Sunday, February 7, 2016

Sunday---The Line of Good and Evil Going Through Every Human Heart: Should Princeton Strip Honor From President Woodrow Wilson?

THIS IS A BALANCED, THOUGHTFUL PIECE BY TREVIN WAX AT THE GOSPEL COALITION ON WHETHER PRINCETON SHOULD 'DEMOTE' ITS ALUM, THE FORMER PRESIDENT, DUE TO HIS VIEWS ON RACE.  As is often the case in life, the over-simplified answer is not in touch with reality and the Biblical response to human nature---we all are 'deeply flawed':

“We owe nothing to people who are ‘deeply flawed’.”

So says Wilglory Tanjong, writing for the Black Justice League, to explain why Princeton University should strip its buildings and titles of any reference to one of the school’s most notable alumni, former president Woodrow Wilson. The Black Justice League believes Wilson’s achievements as president a century ago are overshadowed by atrocious views on race and segregation.

How has Princeton responded to the demands to demote Wilson?

According to Tanjong, the administration claims “we owe a great deal to people who are deeply flawed, and not many people can transcend the prejudices of the times they lived in.” Instead of sitting in judgment, the administration recommends we “assess ourselves with great humility because we, too, are flawed, and it’s likely that we will also be guilty of sins and prejudices that to future generations who look back on our own legacies will be very obvious.”

We could sum up Princeton’s position as an application of the Golden Rule in temporal terms: Do unto others (in the past) what you would have others (in the future) do unto you.
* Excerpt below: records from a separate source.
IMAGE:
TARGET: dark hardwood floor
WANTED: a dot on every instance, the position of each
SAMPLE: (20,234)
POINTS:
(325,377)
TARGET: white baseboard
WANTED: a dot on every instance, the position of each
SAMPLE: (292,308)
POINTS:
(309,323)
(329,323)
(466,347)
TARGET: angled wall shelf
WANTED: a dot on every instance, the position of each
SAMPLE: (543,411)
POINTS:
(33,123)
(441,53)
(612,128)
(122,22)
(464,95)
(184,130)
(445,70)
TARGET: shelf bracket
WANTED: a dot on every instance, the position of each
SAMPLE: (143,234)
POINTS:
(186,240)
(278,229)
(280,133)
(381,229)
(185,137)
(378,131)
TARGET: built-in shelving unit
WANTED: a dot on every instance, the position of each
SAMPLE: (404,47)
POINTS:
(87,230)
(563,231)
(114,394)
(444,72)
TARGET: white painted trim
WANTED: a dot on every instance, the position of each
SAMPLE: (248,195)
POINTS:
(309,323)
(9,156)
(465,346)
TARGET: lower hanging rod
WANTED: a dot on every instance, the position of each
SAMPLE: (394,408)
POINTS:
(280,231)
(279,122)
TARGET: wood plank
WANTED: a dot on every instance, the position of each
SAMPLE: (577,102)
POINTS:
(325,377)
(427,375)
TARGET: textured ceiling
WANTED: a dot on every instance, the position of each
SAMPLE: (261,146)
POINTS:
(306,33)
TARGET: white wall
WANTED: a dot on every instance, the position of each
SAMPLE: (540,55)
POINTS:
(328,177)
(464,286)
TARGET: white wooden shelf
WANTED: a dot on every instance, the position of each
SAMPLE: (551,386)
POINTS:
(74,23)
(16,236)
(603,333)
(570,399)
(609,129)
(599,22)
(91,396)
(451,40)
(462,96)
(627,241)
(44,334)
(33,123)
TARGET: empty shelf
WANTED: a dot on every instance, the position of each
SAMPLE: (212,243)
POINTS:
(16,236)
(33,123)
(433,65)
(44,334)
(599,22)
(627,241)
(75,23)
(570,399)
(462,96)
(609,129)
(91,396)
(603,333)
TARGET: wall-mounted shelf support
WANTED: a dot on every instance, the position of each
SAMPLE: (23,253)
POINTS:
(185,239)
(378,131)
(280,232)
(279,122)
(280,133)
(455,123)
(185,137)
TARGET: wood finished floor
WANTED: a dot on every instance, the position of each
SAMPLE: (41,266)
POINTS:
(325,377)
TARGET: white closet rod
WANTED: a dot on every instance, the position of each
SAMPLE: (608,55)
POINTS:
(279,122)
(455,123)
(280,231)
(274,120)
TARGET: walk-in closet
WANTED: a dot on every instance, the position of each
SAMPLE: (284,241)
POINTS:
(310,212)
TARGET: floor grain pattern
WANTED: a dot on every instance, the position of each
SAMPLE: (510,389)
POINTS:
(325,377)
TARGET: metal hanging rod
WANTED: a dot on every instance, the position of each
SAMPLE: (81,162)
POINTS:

Tanjong’s response rejects that possibility out of hand: “We owe nothing to people who are ‘deeply flawed.’” Wilson’s sin in one area outweighs anything good he may have done in another. He is due no honor.

Who is right here?

Wax goes on to elaborate on the conservative as well as the progressive errors in reviewing history and complex human nature. He moves on with how we can best assess our forebearers in light of taking stock in our own human flaws.  It's a thoughtful read and quotes one of my favorite figures from the past:

Soviet dissident Alexander Solzhenitsyn endured years of abuse in the Gulag for opposing the Communist regime. Solzhenitsyn recognized that most people cannot be easily categorized “good” and “bad.” Life is simply too complex. “The line of good and evil runs through every human heart,” he wrote. That insight comes not from a man of privilege, cloistered in an ivory tower, sheltered from suffering. It comes from someone who looked evil squarely in the eye, and yet was incisive enough to see evil lurking in his own heart. Well worth a thoughtful read.